# MYSQL - Keine Verbindung mit Datenbank



## B-Squad (27. Juni 2006)

Hallo alle zusammen. 

Und zwar hab ich ein Problem mit der Installation eines Gaestebuchs (PowerBook 1.21 vom http://www.designnation.de)

Ich habe alle Daten auf meinen Server hochgeladen und eine Datenbank erstellt. Wenn ich nun die Installationsdatei starte, dann steht da immer: 

Fehler: MySQL-Verbindung konnte nicht hergestellt werden!

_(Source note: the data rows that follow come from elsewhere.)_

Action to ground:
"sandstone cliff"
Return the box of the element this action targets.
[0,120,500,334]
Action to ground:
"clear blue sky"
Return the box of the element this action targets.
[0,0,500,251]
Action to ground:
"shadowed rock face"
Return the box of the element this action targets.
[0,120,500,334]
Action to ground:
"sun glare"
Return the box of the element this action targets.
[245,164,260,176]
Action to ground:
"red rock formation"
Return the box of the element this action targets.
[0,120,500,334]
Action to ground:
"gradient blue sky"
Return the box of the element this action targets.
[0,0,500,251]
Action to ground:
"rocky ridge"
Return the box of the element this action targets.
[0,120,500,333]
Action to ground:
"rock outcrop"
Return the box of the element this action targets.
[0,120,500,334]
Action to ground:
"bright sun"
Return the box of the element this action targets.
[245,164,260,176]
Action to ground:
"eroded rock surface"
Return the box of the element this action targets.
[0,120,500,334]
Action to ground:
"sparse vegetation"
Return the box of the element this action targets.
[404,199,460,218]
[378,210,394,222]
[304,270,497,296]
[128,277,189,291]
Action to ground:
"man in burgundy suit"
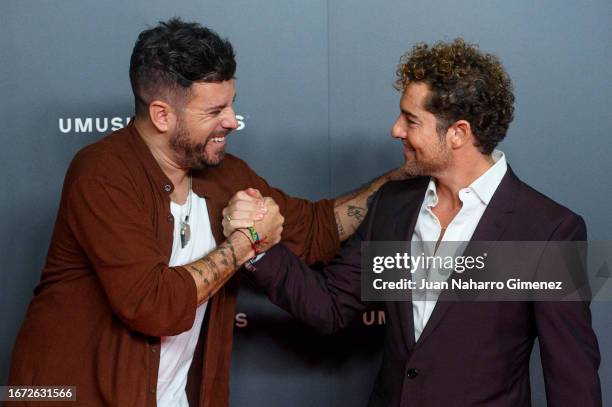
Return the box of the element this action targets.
[241,39,601,407]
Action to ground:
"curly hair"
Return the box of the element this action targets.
[395,38,514,154]
[130,18,236,115]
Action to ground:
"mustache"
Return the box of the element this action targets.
[208,130,232,138]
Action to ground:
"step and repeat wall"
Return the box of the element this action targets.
[0,0,612,407]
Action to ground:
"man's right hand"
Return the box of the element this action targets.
[253,197,285,252]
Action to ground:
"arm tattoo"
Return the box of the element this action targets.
[202,256,219,281]
[334,211,345,236]
[346,205,366,222]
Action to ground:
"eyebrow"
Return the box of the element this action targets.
[400,109,419,120]
[204,93,238,112]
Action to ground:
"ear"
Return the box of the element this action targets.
[447,120,474,148]
[149,100,177,133]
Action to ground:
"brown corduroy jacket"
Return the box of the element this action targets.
[9,125,339,407]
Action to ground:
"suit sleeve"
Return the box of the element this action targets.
[241,161,340,264]
[248,190,379,333]
[533,216,602,407]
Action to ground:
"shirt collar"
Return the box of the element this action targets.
[468,150,508,205]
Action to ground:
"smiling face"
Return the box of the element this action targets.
[391,82,452,176]
[169,79,238,169]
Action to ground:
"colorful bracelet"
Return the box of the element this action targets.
[236,227,266,257]
[247,226,259,243]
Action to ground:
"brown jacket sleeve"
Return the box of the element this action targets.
[64,171,197,336]
[235,156,340,264]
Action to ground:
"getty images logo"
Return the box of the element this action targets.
[59,114,245,134]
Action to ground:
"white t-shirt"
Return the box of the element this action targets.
[157,191,216,407]
[411,150,508,341]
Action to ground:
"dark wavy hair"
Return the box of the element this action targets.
[130,18,236,116]
[395,38,514,154]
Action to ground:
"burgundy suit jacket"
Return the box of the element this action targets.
[252,168,602,407]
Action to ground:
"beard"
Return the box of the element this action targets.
[402,136,452,177]
[170,120,229,170]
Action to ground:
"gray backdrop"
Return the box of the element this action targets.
[0,0,612,407]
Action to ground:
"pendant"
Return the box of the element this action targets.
[181,216,191,249]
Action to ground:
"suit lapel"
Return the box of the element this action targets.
[410,166,520,347]
[376,177,429,351]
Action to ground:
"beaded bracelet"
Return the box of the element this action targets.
[236,227,266,256]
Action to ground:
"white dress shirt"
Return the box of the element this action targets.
[411,150,508,341]
[157,191,216,407]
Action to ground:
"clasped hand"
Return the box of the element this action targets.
[222,188,285,251]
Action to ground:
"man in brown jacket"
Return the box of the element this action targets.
[9,19,400,407]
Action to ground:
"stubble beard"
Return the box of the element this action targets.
[402,137,452,177]
[170,120,226,170]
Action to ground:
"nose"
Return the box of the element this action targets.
[221,108,238,130]
[391,116,407,139]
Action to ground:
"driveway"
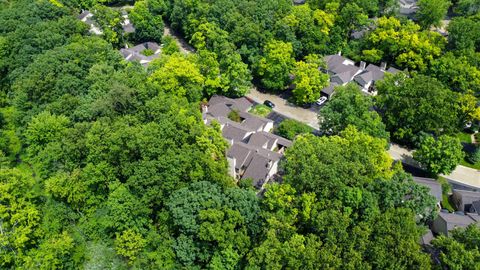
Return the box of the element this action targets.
[388,144,480,189]
[247,87,319,130]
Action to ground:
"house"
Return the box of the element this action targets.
[432,212,480,236]
[77,10,103,35]
[452,189,480,212]
[413,176,442,205]
[202,95,292,189]
[120,42,161,65]
[470,200,480,215]
[354,62,386,93]
[320,54,400,98]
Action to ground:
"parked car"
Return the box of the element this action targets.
[315,97,328,106]
[263,100,275,109]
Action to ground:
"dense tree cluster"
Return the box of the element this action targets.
[0,0,480,269]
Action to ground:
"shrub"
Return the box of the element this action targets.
[467,147,480,164]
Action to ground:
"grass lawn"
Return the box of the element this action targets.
[249,104,272,117]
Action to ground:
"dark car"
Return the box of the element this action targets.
[263,100,275,109]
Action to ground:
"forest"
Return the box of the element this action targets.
[0,0,480,269]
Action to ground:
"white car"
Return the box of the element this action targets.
[315,97,328,106]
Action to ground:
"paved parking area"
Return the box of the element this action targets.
[247,88,319,130]
[267,111,288,127]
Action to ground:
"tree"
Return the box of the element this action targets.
[93,4,124,47]
[432,224,480,269]
[275,119,313,140]
[319,84,389,140]
[376,73,460,145]
[291,55,329,104]
[258,40,295,90]
[283,126,393,196]
[447,17,480,50]
[129,1,163,42]
[0,169,41,268]
[162,36,180,55]
[431,52,480,95]
[115,229,146,264]
[416,0,452,29]
[167,182,260,269]
[149,54,205,101]
[362,17,445,71]
[23,232,77,269]
[25,111,70,157]
[339,1,368,37]
[413,135,464,175]
[454,0,480,16]
[371,172,437,224]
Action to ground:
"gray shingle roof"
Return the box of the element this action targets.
[242,155,271,187]
[438,212,475,231]
[222,123,251,142]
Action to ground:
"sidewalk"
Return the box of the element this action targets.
[388,144,480,189]
[247,87,319,130]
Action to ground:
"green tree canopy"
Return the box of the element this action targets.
[416,0,452,29]
[283,126,392,195]
[258,40,295,91]
[319,84,389,140]
[377,73,460,144]
[413,135,464,175]
[291,55,330,104]
[129,1,163,42]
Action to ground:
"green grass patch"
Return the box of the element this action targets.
[249,104,272,117]
[274,119,313,140]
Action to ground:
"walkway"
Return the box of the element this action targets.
[388,144,480,189]
[247,87,319,130]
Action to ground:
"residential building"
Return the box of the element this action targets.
[202,96,292,189]
[320,53,400,98]
[120,42,161,65]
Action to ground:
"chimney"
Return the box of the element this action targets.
[380,62,387,71]
[360,61,367,70]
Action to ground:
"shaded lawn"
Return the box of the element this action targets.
[249,104,272,117]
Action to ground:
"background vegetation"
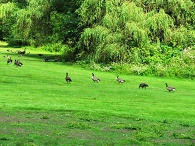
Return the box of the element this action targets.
[0,43,195,146]
[0,0,195,79]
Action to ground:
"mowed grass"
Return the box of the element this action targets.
[0,43,195,146]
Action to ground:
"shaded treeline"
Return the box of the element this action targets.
[0,0,195,77]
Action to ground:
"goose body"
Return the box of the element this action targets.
[65,73,72,83]
[14,60,23,67]
[165,83,176,92]
[7,57,12,64]
[116,76,125,83]
[91,73,100,82]
[139,83,149,89]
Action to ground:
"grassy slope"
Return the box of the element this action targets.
[0,41,195,145]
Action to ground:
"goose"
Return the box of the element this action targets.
[44,57,49,62]
[91,73,100,82]
[116,76,125,83]
[165,83,176,92]
[139,83,149,89]
[65,73,72,83]
[14,60,23,67]
[7,57,12,64]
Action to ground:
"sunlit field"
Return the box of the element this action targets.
[0,43,195,146]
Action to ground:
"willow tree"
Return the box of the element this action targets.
[78,0,194,63]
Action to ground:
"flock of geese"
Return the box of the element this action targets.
[4,48,176,92]
[65,73,176,92]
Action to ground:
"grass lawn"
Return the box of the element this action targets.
[0,42,195,146]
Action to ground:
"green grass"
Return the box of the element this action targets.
[0,43,195,146]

Soweit ich weiss habe ich in der mysql Datei des Gaestebuchs alle Daten richtig eingetragen (mysql server, datenbankuser, datenbankpasswort und datenbank name)

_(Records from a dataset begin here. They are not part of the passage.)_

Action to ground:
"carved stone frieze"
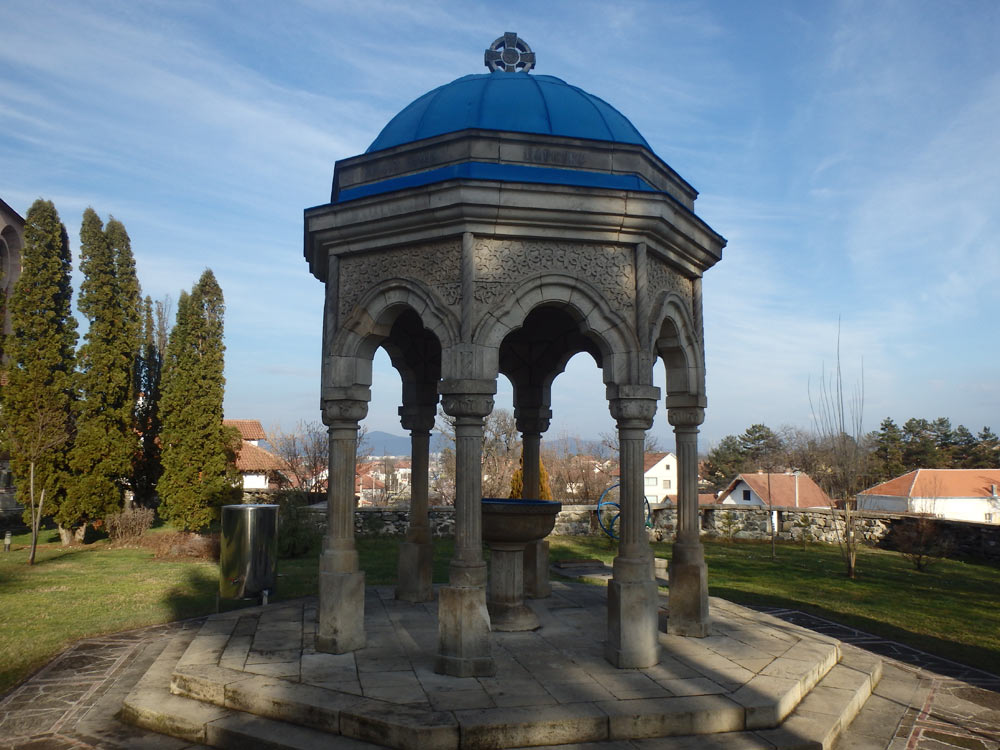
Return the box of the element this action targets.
[338,237,462,322]
[474,238,635,311]
[667,406,705,427]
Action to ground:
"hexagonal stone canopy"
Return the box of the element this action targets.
[305,33,725,676]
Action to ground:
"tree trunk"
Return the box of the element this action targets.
[28,468,39,565]
[56,524,77,547]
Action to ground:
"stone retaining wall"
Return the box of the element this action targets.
[292,498,1000,563]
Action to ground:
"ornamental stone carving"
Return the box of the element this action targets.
[609,398,658,430]
[339,237,462,323]
[474,239,635,311]
[441,393,493,424]
[323,399,368,426]
[646,253,694,310]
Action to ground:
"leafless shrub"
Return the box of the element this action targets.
[104,506,156,544]
[891,514,951,573]
[143,531,219,560]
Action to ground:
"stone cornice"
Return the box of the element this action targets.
[305,180,725,280]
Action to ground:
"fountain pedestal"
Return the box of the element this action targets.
[483,498,562,631]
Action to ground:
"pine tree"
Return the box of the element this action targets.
[132,297,163,508]
[64,208,140,527]
[739,424,784,472]
[903,417,943,471]
[157,269,240,531]
[874,417,905,482]
[704,435,747,490]
[3,199,76,540]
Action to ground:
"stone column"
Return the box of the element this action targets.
[514,407,552,599]
[396,406,437,602]
[667,407,708,638]
[434,381,496,677]
[605,386,660,669]
[316,399,368,654]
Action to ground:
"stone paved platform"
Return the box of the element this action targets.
[125,582,881,748]
[0,588,1000,750]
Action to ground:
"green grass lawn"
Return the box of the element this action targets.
[551,537,1000,674]
[0,531,1000,695]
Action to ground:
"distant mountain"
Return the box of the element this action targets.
[365,430,448,456]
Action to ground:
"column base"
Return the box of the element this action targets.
[604,580,660,669]
[396,542,434,603]
[434,586,496,677]
[524,539,552,599]
[667,542,709,638]
[316,571,365,654]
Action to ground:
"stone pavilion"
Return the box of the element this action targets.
[305,33,725,677]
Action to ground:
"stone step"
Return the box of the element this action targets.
[123,635,881,750]
[508,648,882,750]
[121,633,383,750]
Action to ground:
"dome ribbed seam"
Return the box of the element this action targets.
[528,75,554,135]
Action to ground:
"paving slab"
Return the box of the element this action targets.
[0,587,1000,750]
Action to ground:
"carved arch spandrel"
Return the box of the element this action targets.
[337,237,462,325]
[330,278,461,368]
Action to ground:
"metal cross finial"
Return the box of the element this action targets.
[483,31,535,73]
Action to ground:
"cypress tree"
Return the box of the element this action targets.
[64,208,140,527]
[157,269,240,531]
[3,199,76,530]
[132,297,163,508]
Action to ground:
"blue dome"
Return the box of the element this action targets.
[367,72,649,153]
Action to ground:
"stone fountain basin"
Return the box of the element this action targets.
[483,497,562,544]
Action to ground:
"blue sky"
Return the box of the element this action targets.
[0,0,1000,445]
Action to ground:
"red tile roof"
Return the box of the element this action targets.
[642,453,670,474]
[222,419,267,440]
[236,443,288,474]
[859,469,1000,498]
[717,473,833,508]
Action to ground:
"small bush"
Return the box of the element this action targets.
[145,531,219,560]
[274,490,323,557]
[891,515,951,572]
[104,506,156,544]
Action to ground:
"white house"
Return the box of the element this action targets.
[717,472,831,508]
[222,419,287,490]
[643,453,677,503]
[857,469,1000,523]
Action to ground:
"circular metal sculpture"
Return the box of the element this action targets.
[483,31,535,73]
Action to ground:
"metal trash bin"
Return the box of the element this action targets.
[219,504,278,604]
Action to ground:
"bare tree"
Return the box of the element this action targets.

Ich habe mich mal mit Phpmyadmin in die Datenbank eingeloggt und da steht unter "Server:localhost", in der Spalte "Mysql" --> "Keine Rechte"

Ich habe gehoert, dass ich "Create und Drop" Rechte brauche, damit die Installations-Datei eigenstaendig Tabellen in die Datenbank erstellen kann.

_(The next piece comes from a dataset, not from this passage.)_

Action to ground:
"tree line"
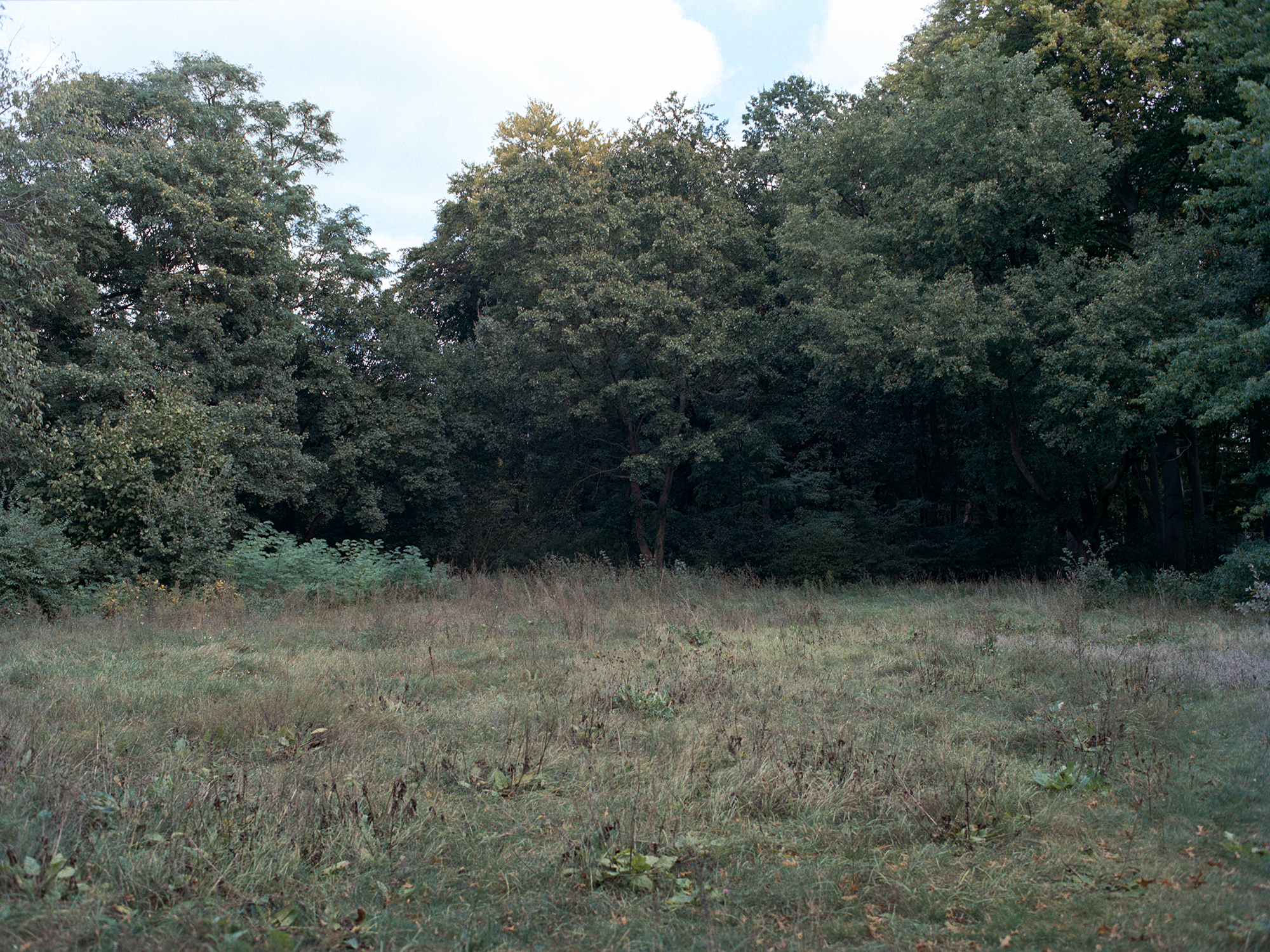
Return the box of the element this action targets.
[0,0,1270,604]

Ist das korrekt ?! Ihr muesste verstehen, dass dies meine ersten Erfahrungen mit MSQL-Datenbanken sind.

Brauche ich nun diese "Drop und Create" Rechte ?! Wenn ja, wie bekomme ich diese ?

Falls es nicht daran liegt, woran kann es sonst liegen ?!

Waere echt super wenn ihr mir weiterhelfen koenntet


MfG B-Squad


----------



## Sven Mintel (27. Juni 2006)

naja...die Fehlermeldung deutet eher darauf hin, dass die Daten für den Server nicht stimmen...denn eine Verbindung zum Server solltest du auch ohne die genannten Rechte herstellen können.

Das "keine Rechte" bezieht sich dort wohl auf das Anlegen neuer Datenbanken-> diese Rechte hast du in der Regel nicht, da so ein Webpaket  ja idR. eine begrenzte Anzahl DBs beinhaltet, worüber dein Hoster natürlich selbst die Kontrolle behalten will.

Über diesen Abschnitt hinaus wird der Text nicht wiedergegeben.